Historical revisionism is not always wrong, however. In many ways, revision is
the lifeblood of the historian’s craft, as old verities are revisited, beliefs change, new
documents and other artifacts are disclosed, and innovative inter pretive models
are employed (Gaddis 1997b: preface and Leffler 1995). This seems especially true
when it comes to recent and contemporary political history. There is a certain
timeliness and relevance attached to contemporary accounts, as historians attempt
to bring coherence to the chaos of current events. Nevertheless, there are perils as
well in passing historical judgment even as “the eggs are frying,” as Hemingway
once noted in one of his front-line dispatches during the Spanish Civil War.
Judgments will almost certainly change when viewed with the clarity and insight
that often come with historical distance and detachment.

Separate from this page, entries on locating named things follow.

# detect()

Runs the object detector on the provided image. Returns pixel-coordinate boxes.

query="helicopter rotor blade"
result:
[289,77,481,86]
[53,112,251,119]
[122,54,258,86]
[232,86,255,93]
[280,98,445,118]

Finally, when working at the intersection of politics and history it is helpful to
recall that the “disciplines” are contrived. Each represents a voice and method of
discourse that provide a coherent framework for making intelligible one facet of
experience. In their eagerness to erect academic walls, however, the disciplines risk
6 HISTORY AND INTERNATIONAL RELATIONS

isolating themselves, in effect shattering human experience. Fortunately, the social


sciences resist this tendency. As the great social science historian Fernand Braudel
notes (1980:25–6), “the social sciences force themselves on each other, each trying
to capture society as a whole, in its ‘totality.’ Each science encroaches on its
neighbors, all the while believing it is staying in its own domain.” Events in one
realm reverberate in others. Economics spills over into politics, and vice versa;
anthropology, psychology, and linguistics borrow and trade ideas; history adopts
insights and problems from its neighbors, and reflects them back again. This process
is, of course, congenial to liberal learning. This book traces the combative intimacy
of two disciplines having a great deal in common, yet struggling to maintain their
separate identities. I hope it will be clear just how much students of international
relations are indebted to historians, and vice versa, and how connected the two
disciplines are in method, style, and content, and in terms of the paradigms guiding
their ideas. In many ways, the similarities between the fields are more striking than
the differences.
My hope in this study is to elucidate in a single argument a central problem of
method and content across a very diverse discipline. The theories and research
explored here represent a wide range of approaches to history in international
politics, including philosophical, theological, inductive, policy-oriented, deductive,
quantitative, and postmodernist work. The theorists and projects under review are
also widely regarded as the finest exemplars of their respective method, thus
providing the most rigorous “defense” of each against the author’s skepticism. The
chapters flow chronologically. They also move, generally, from contingent views of
history toward nomothetic political science analysis, before lapsing into the
kaleidoscope histories of postmodernism. If any strand of international thought is
not represented here (and many important ones are not), it is for reasons of space
and because of the breadth of the field. Given the broad sweep of the study, some
of the approaches that are treated will no doubt be given short shrift. I ask the
reader’s indulgence for these shortcomings, as no slight is intended.